I am not talking about roads leading inland. It’s not for nothing that all the R12s sold at the time were equipped with reinforced shock absorbers and a protective metal plate under the engine.

Nonetheless, this situation quickly changed, and I believe most major roads had been paved by the mid-1970s. My memory is a bit unclear on this point.

All this to say that traveling on the roads was not without risks. Most people had no notion of road safety, and the concept of stopping distance was foreign to them. Someone could very well decide to cross in front of your car, assuming you would stop. Additionally, killing someone—especially a child—in a village was at best certain imprisonment and at worst lynching by the local population.

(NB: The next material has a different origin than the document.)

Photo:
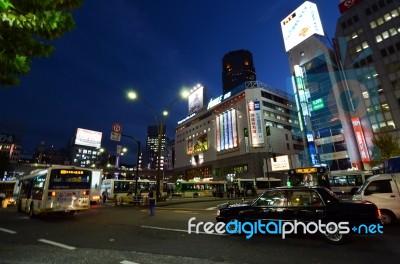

I remember a man who one day rushed towards our car and jumped onto the back seat, yelling at my father to start the engine. A furious crowd was chasing him. It seems he had run over and killed a child.

I come to the two memories that have left the most lasting impression on me. They are two road accidents.

Warning: Sensitive souls should refrain.

I did not witness the first accident directly, but it had just happened when we arrived. A bus had fallen from a bridge into a river below. I did not see any bodies; they must have been trapped inside the bus, which was visible completely crushed.

I remember the colors.

It was spring, and the grass was green. By the water’s edge, on the grassy plain below, women watched the shocked accident. They were all dressed in black. In the distance, the river flowed with a beautiful brown color. And just below the bridge, over a distance of about 50 or 100 meters, it was red—completely red.

The second accident, I almost witnessed it. I say “almost” because I was turned away from the scene at the moment of impact. I turned around after hearing the sound of the brakes and screams of terror.

A woman and her daughter, underestimating the stopping distance of a vehicle, decided to cross just as a truck was approaching. It was unable to avoid them. When I turned around, I saw the two bodies being torn apart. At the moment of impact, something had splattered and crashed a few meters from me, maybe three or four. I looked… it was a brain. Almost intact. This image has never left me, and I don’t think I’ve often shared this story.

Pour terminer sur un souvenir plus drôle, il y a eu également l’histoire de cet homme qui vivait – seul pensions nous – dans une cabane située dans un champ d’Olivier en bord de mer. Nous avions l’habitude de pique-niquer sur la plage jouxtant son champ. Il nous demandait quelques pièces comme droit de passage sur sa propriété. Si d’aventure, il n’était pas là lors de notre arrivée, il venait sur la plage réclamer son obole.
Ce jour-là des touristes de passage – c’était encore rare à l’époque – sans doute rassuré par notre présence ont décidé de venir bronzer à quelques pas de nous.
L’homme est donc venu et leur a également demandé sa dîme. Les touristes n’ont-ils pas compris ou voulu comprendre, je l’ignore ? Mais ils ont refusé de payer. L’homme furieux est reparti en hurlant. Quelques minutes plus tard, nous l’avons vu sortir de chez lui, cartouchière en bandoulière, fusil à la main avec.. Deux femmes – dont nous n’avions jamais soupçonné l’existence – s’agrippant à ses jambes en se laissant traîner par terre et hurlant : ne les tue pas, ne les tue pas ! 

To end on a funnier note, there’s also the story of a man who was living—alone, we thought—in a small cabin in a field of olive trees by the sea. We used to have picnics on the beach next to his field. He would ask us for a few coins as a toll for passing through his property. If, by chance, he wasn’t there when we arrived, he would come to the beach to demand his toll.

One day, tourists passing through—something quite rare at the time—probably reassured by our presence, decided to come sunbathe just a few steps from us.

So the man came over and also demanded his tax from them. I don’t know if the tourists didn’t understand or chose not to, but they refused to pay. The man, furious, left shouting. A few minutes later, we saw him come out of his house, with a bandolier over his shoulder and a rifle in his hand, with two women—whom we had never suspected existed—clinging to his legs, being dragged along the ground and shouting: “Don’t kill them, don’t kill them!”